The Department of Natural Resources and Mines (DNRM) in Queensland, Australia has recently implemented a new groundwater monitoring program for its intensive and economically important Coal Seam Gas (CSG) industry.  CSG is equivalent to Coal Bed Methane in the USA.

There are two sub-projects: CSG Net & CSG Online.

CSG Net is a community based monitoring program where landholders in CSG areas are engaged in groups, provided with information on the CSG industry and groundwater systems and encouraged to measure groundwater levels in their private water wells on a monthly basis. 

At regular intervals landholders forward the data to the department for storage within the department’s groundwater database. Outcomes from the landholder monitoring, and monitoring undertaken by DNRM and CSG companies, are shared and discussed at annual workshops.

CSG Online involves the installation of continuous monitoring loggers and telemetry on 60 strategically located sites with data available to the community ‘live and online’. 

The new initiative is yielding multiple benefits. 

  •  Landholders are empowered to monitor their own water wells in the knowledge that an improved and transparent monitoring framework is in place to protect their interests.
  •  Government has a more effective and efficient monitoring network and improved accountability and relationships with landholders.
  •  The new monitoring program uses the current level of operational resources but with an 8 fold greater spatial and 12 fold greater temporal monitoring footprint than the previous network. 
  •  Results are used to independently cross-reference and verify groundwater monitoring results from CSG companies, providing enhanced community confidence in industry data.
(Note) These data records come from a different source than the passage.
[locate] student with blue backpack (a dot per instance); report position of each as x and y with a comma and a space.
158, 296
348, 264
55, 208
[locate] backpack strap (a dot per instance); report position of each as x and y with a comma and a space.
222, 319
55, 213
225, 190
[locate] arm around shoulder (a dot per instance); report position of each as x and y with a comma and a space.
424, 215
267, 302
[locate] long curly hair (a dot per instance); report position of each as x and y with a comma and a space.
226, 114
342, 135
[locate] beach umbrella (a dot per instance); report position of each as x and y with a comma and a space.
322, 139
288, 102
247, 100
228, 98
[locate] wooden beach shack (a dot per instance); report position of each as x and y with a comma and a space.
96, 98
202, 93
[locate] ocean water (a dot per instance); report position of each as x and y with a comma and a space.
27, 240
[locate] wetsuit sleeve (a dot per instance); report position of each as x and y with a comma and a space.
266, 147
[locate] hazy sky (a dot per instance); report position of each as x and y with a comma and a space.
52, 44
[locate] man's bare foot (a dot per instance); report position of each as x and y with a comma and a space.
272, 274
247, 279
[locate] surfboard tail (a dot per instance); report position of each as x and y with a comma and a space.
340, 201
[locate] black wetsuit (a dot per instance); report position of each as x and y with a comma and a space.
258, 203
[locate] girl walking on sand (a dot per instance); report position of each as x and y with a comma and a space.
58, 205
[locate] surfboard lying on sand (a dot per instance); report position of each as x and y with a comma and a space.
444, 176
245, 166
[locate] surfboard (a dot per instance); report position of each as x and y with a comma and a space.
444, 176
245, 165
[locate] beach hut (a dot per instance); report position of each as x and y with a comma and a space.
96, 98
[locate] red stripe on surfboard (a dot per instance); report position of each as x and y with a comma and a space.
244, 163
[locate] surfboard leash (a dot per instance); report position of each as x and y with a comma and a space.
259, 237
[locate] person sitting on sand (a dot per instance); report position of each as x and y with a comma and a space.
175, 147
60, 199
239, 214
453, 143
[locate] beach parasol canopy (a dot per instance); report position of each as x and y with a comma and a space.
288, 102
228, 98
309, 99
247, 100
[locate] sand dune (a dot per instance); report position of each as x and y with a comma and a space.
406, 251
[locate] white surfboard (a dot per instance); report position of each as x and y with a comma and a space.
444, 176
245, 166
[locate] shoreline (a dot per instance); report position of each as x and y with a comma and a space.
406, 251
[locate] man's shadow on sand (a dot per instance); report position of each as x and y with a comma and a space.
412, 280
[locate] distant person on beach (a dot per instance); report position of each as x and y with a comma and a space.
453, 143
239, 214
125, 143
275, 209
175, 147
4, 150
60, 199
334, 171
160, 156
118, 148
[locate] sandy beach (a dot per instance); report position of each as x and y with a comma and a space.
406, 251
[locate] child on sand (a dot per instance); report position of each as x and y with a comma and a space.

The new monitoring program has been highly successful to date.  Similar programs are being actively considered for use in other sectors in Queensland where operational activities associated with industries such as mining or shale gas may impact on landholder’s access to groundwater resources.



Ross Carruthers
Coal Seam Gas Compliance Unit, Queensland Department of Natural Resources and Mines, Toowoomba, Australia
Ross Carruthers has over 36 years experience working in the public sector in Australia to improve the management of groundwater resources. He joined the Coal Seam Gas Compliance Unit of the Department of Natural Resources and Mines in 2013. Ross has had a lead role in the development and implementation of groundwater management arrangements in many groundwater systems across Queensland and South Australia. He places particular emphasis on community engagement and in working in partnership with the community to develop shared solutions to complex groundwater management problems.